Halina Stephan menjelaskan bahwa, dalam operasinya di paruh pertama 1920-an, majalah kebudayaan LEF mengeksplorasi berbagai ranah, meskipun yang dominan masihlah ranah sastra, dan “…mencakup hampir seluruh spektrum…,” kecuali Realisme. Sebelum bubar di tahun 1925, majalah LEF generasi pertama menjadi sarana tempat berkembangnya pendalaman baru terhadap tiga genre sastra, yaitu (1) sastra ornamental, (2) sastra politik, dan (2) sastra fakta.29 Dan dalam cakupan penjelajahan teoretik LEF, terutama oleh Shklovsky, kita bertemu dengan nama seorang sastrawan kontroversial: Boris Pilnyak.

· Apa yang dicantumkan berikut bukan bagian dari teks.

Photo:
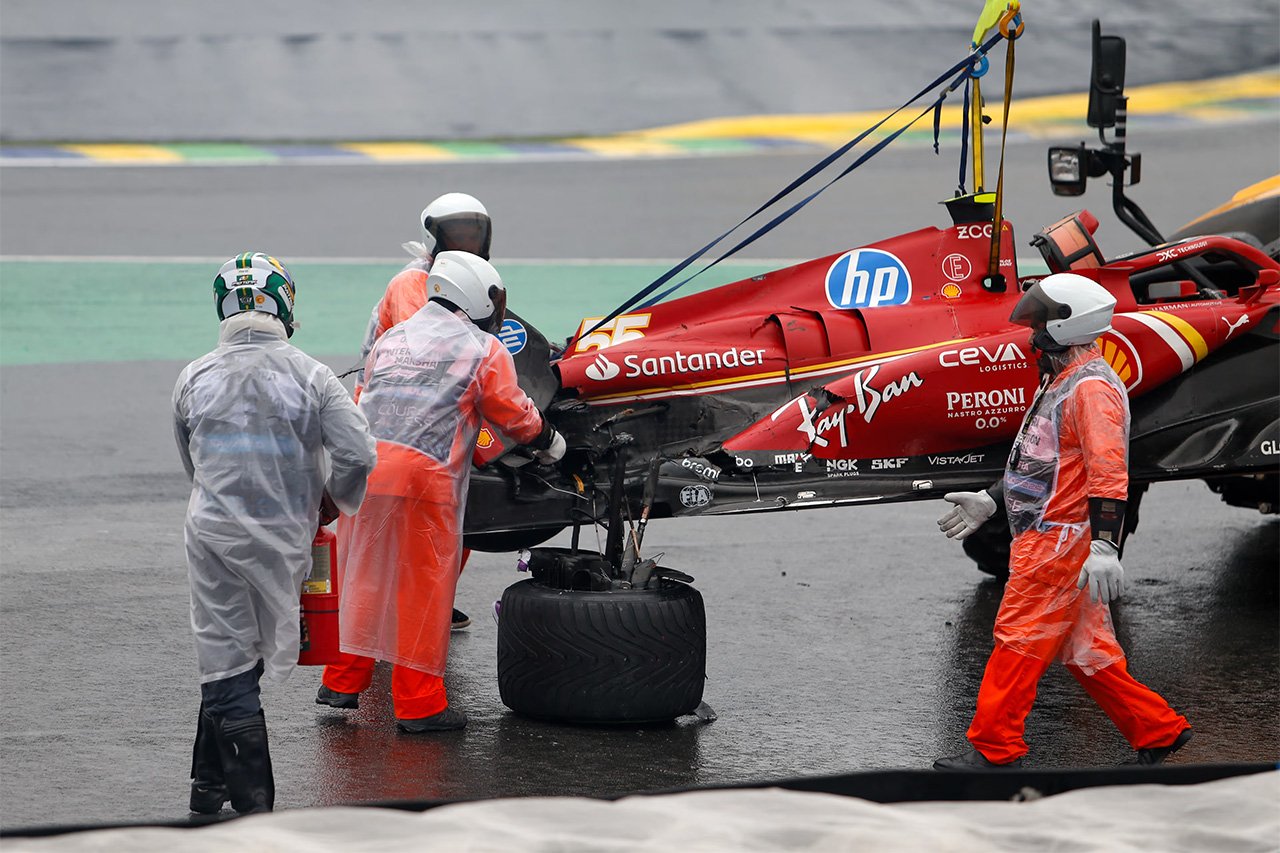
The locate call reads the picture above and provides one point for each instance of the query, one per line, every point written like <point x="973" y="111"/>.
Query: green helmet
<point x="255" y="282"/>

Dari segi ideologi politik, memang, Boris Pilnyak tidak seradikal sastrawan-sastrawan sayap-kiri. Di mata Leon Trotsky, misalnya, Pilnyak termasuk dalam kategori sastrawan yang ia sebut “fellow travellers”, yaitu kategori untuk mengacu pada karya-karya yang dianggap berada “di antara” seni borjuis (seni non-Oktober/Non-revolusioner) dan seni baru (seni Oktober/Revolusioner). Karya-karya “fellow travellers”, menurut Trotsky, “…mempunyai hubungan yang organis dengan Revolusi Oktober tapi pada saat yang sama mereka bukanlah karya seni Oktober.” Pelaku-pelaku seni yang masuk dalam kategori ini adalah orang-orang yang memang menerima Revolusi, di mana “spiritualitas” karya-karya mereka dibentuk oleh Revolusi. Tapi, masih menurut Trotsky, secara individual, “…ada pemisahan yang tajam antara mereka dan Komunisme, tetapi kita tak bisa pula serta-merta menempatkan mereka sebagai oposisi Komunisme.”30 Bahkan, pada bagian sub-judul yang khusus mengulas Pilnyak, Trotsky menyebut si sastrawan seorang realis tulen.31 Selain itu, terbukti pula bahwa Pilnyak sendiri menerbitkan banyak karyanya di Krasnaya Nov, majalah kebudayaan yang lebih berhaluan “tradisionalis”.32

Namun, karena kecenderungan dari modus sastra-informasi yang begitu dominan, dan dalam upayanya merespon kecenderungan itu sekaligus untuk menjawab pertanyaan “Bagaimana literatur [yang baik] ditulis?, pemikir Formalis semacam Viktor Shklovsky tidak mau mengabaikan metode prosaik Pilnyak yang penuh “ornamen”, yang meskipun sempat dianggap nyeleneh, medioker, dan plagiat,33 nyatanya tetap mengandung potensi dan eksperimen bahasa yang memikat—rumit. Ia pun dengan cermat, dengan perspektif formalisnya, tentu saja, mengkritisi prinsip-prinsip dalam prosa-prosa Pilnyak, semisal “syuzhet yang ‘tanpa syuzhet’ (‘plotless’)”, paralelisme, diskoneksi, inartikulasi, serta kegemaran si pengarang menggunakan “material-material mentah” untuk dijadikan bagian dalam konstruksi cerita, sebagai selaan-selaan, atau memperlakukan material-material itu sebagai apa yang disebutnya sbornost’ (сборность)—’prefabrik/pracetak/kolektivitas [kumpulan]’.34 Bahwa Shklovsky menggunakan konsepsi ornamental untuk menyebut suatu karakteristik yang pada dasarnya melekat hampir di semua karya-karya sastra kontemporer Rusia kala itu (termasuk karya simbolis-nya Bely), begitu pula ia melihat karya Pilnyak. Akan tetapi, di mata para pengkaji yang lebih kini, karya-karya awal Pilnyak dianggap sebagai yang paling mewakili gagasan “ornamentalisme sastrawi”. Fisher, bahkan, dalam kajiannya mengenai modus “sastra-informasi” itu, menyatakan bahwa Pilnyak adalah orang yang paling layak disebut “sinonim”-nya prosa ornamental meskipun ia bukan yang pertama menerap-kembangkan teknik tersebut di ranah sastra Rusia.35 Radikalitas Pilnyak memang tidak tampak dari sikap-sikap politiknya, melainkan muncul dalam kegigihannya bermain-main di ranah bentuk sastra.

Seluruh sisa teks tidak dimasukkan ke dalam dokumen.